The current proclamation identifies only one statute, 10 U.S.C. § 2808, that gives the president the power to reallocate appropriated funds in an emergency. It provides that in a national emergency requiring the use of the armed forces, the secretary of defense “without regard to any other provision of law, may undertake military construction projects, and may authorize the Secretaries of the military departments to undertake military construction projects, not otherwise authorized by law that are necessary to support such use of the armed forces,” within the cap of the total appropriated for military construction. Section 2808 is not the key to the vault it first appears. Its definitions section, 10 U.S.C. § 2801 defines “military construction projects” as construction or land acquisition on “military installations.” It then defines “military installations” as “a base … or other activity under the jurisdiction of the Secretary of a military department.” In other words, § 2808 authorizes the emergency reprogramming of military construction funds to build facilities or buy land for existing military installations.

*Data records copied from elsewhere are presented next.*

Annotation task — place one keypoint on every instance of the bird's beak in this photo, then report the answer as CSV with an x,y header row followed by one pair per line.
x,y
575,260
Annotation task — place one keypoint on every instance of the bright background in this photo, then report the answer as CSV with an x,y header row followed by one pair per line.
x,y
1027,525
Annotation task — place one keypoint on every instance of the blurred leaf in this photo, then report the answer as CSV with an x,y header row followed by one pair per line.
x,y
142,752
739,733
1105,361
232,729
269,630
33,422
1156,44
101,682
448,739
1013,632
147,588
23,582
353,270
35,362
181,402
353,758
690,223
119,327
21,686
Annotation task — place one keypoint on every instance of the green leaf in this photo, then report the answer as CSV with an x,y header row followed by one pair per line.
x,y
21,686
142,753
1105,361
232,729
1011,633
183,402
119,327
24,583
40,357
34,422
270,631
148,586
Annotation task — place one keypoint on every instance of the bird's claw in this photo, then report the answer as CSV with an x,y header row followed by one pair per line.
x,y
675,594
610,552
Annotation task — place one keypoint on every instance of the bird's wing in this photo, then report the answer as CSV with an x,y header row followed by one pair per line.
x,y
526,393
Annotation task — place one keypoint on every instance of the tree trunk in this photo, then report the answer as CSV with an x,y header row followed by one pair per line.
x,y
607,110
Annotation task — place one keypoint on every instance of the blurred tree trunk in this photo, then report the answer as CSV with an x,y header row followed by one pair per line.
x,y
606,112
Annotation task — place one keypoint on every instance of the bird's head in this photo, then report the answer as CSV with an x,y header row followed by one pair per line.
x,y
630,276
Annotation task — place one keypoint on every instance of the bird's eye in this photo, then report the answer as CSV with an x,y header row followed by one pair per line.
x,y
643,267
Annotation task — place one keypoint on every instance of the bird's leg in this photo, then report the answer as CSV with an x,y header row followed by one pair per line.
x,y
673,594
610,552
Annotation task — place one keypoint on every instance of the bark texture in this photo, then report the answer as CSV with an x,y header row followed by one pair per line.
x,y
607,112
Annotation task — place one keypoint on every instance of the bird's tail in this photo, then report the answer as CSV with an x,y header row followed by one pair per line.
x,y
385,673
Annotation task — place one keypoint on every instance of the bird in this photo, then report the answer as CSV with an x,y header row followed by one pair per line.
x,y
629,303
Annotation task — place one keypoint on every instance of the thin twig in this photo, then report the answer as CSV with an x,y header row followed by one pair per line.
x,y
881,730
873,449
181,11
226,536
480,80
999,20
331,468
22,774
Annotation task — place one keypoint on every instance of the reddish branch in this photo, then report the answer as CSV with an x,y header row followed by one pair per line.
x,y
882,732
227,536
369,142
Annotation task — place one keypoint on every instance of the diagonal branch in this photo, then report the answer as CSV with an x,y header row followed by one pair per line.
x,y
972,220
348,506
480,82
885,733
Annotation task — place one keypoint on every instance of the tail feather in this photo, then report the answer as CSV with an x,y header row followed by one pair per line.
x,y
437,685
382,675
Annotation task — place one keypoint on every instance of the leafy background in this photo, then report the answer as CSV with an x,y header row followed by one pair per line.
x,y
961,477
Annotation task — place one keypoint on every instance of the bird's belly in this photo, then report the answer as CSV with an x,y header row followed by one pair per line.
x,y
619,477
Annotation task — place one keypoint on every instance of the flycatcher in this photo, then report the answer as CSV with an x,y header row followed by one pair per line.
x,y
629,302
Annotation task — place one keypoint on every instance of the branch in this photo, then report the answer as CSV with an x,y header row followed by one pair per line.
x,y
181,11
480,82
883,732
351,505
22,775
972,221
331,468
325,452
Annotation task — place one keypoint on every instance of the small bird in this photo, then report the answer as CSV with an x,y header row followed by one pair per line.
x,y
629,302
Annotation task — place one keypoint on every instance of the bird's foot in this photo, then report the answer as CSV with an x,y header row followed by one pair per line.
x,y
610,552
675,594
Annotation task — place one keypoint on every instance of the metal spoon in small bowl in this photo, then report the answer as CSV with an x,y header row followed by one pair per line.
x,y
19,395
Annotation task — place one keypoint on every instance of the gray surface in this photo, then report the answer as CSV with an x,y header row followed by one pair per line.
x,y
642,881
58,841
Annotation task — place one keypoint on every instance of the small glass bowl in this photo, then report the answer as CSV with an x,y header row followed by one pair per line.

Moreover, another statute, 10 U.S.C § 2664, prohibits the military from acquiring land for military installations “unless expressly authorized by law.” It is, to say the least, doubtful that § 2808 authorizes spending money to build barriers on land that is not part of an existing military base or to acquire land for new military bases. Most of the land along the border is not on military installations. If the courts read § 2808 as only authorizing emergency spending for construction on existing military installations, as the clear language of these statutes provides, they avoid the wider constitutional issues, and reduce the proclamation to a largely empty gesture, while staying firmly within the framework of the National Emergencies Act and Youngstown.
Youngstown should lead to a narrow construction of these statutes. Constitution Art. I, § 9, cl. 7 expressly states that no money may be taken from the Treasury except pursuant to appropriations made by law. That the legislative branch has the power to decide how public money is raised and on what it can be spent is one of the fundamental principles of Anglo-American government, going back to the Middle Ages. From at least 1678, Parliament enacted that funds raised in taxes must be spent only for appropriated purposes. It follows that under Youngstown, Congress’s delegation of emergency power to spend for non-appropriated purposes should be narrowly construed in order to preserve the power of the purse, and to assure Congress’s predominance over the scope of a president’s emergency powers. Assuming that any of the various plaintiffs have standing to challenge the legality of the proclamation of national emergency, it may well turn out to be more of a fizzle than an explosion of unchecked executive power.